Il blending di botti è molto complesso, frutto di un delicato equilibrio ricercato tra le influenze di vini molto carichi. Alla base, un distillato del 2012 invecchiato per dieci anni in botti ex vino al lampone, il cui 70% è stato poi affinato in botti ex rum, con l’aggiunta del 7% di botti stagionate con vino di mora artica. Per bilanciare il tutto, è stato aggiunto il 21% di botti nuove di legno americano. Le botti ex vino hanno avuto una perdita enorme nel tempo, tanto che la gradazione di imbottigliamento è di fatto cask strength. Da far venire il mal di testa.
Il nome è un omaggio al parco nazionale in cui crescono rigogliosi i frutti rossi alla base dei vini utilizzati per l’invecchiamento, parco molto amato dalla Johnson.
Note di degustazione
Inevitabile che al naso a guidare gli aromi siano i frutti rossi, sebbene in modo meno prorompente e schiacciante della attese. Lamponi, more e amarene (tra la marmellata e lo yogurt) si intrecciano a note speziate di accesa noce moscata con velature di cioccolato e malto. Sullo sfondo, caramello e legno bagnato con una lieve nota di pasta di zucchero.
Al palato ha una buona spinta speziata, di pepe nero e noce moscata, che accompagnano una discreta cremosità su tonalità piuttosto amarotiche e vegetali, dove la parte di frutti rossi pare essersi un po’ persa, spinta nelle retrovie a fare da contrappunto più che da protagonista. Dominano le tonalità di caramello, zucchero di canna, cioccolato, arancia candita e una punta di sale, con venature balsamiche.

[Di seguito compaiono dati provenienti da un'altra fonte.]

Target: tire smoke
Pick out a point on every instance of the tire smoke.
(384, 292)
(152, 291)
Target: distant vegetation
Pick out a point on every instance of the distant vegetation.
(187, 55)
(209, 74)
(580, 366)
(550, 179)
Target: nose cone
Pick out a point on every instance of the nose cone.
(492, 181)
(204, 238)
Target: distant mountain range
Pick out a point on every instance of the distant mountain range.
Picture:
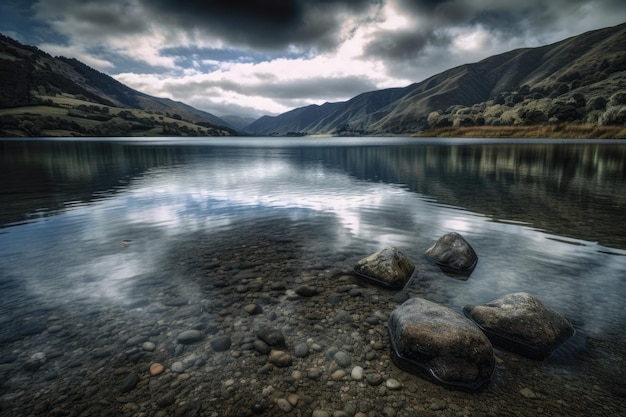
(578, 80)
(50, 96)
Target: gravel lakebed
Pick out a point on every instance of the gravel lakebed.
(265, 326)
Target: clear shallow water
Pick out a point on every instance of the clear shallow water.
(84, 222)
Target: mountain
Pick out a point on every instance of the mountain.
(72, 98)
(581, 80)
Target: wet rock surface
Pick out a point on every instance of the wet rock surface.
(440, 345)
(521, 323)
(453, 254)
(388, 267)
(94, 349)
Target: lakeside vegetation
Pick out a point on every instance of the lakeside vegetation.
(557, 131)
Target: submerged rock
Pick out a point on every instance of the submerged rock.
(521, 323)
(388, 267)
(440, 345)
(453, 254)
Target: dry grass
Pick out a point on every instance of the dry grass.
(560, 131)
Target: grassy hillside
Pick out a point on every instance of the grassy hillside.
(45, 96)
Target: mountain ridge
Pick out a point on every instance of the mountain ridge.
(591, 65)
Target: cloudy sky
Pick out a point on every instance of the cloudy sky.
(255, 57)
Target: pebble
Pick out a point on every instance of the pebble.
(178, 367)
(374, 379)
(253, 309)
(342, 359)
(189, 336)
(357, 373)
(271, 335)
(306, 291)
(301, 350)
(393, 384)
(281, 358)
(156, 369)
(338, 374)
(284, 405)
(221, 343)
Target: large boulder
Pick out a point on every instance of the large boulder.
(440, 345)
(388, 268)
(453, 254)
(521, 323)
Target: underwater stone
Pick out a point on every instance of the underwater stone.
(440, 345)
(453, 254)
(519, 322)
(388, 267)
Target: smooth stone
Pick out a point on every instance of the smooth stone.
(189, 336)
(374, 379)
(357, 373)
(440, 345)
(221, 343)
(393, 384)
(453, 254)
(284, 405)
(260, 346)
(519, 322)
(388, 267)
(166, 400)
(178, 367)
(280, 358)
(306, 291)
(252, 309)
(129, 383)
(342, 359)
(301, 350)
(271, 335)
(156, 369)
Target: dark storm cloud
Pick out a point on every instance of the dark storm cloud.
(272, 25)
(432, 22)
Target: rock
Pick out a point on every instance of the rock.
(129, 383)
(156, 369)
(166, 400)
(453, 254)
(440, 345)
(189, 336)
(221, 343)
(284, 405)
(521, 323)
(388, 267)
(271, 335)
(281, 358)
(357, 373)
(306, 291)
(374, 379)
(253, 309)
(301, 350)
(393, 384)
(342, 359)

Finale non molto lungo di frutti rossi, caramello, agrumi canditi, note balsamiche e legno.
Più attraente e interessante all’olfatto di quanto poi offra alla bevuta, dove l’assemblaggio delle botti sembra aver immolato la personalità sull’altare dell’equilibrio. Un esperimento non del tutto riuscito ma che meriterebbe di essere portato avanti perché potrebbe dare risultati davvero eccellenti.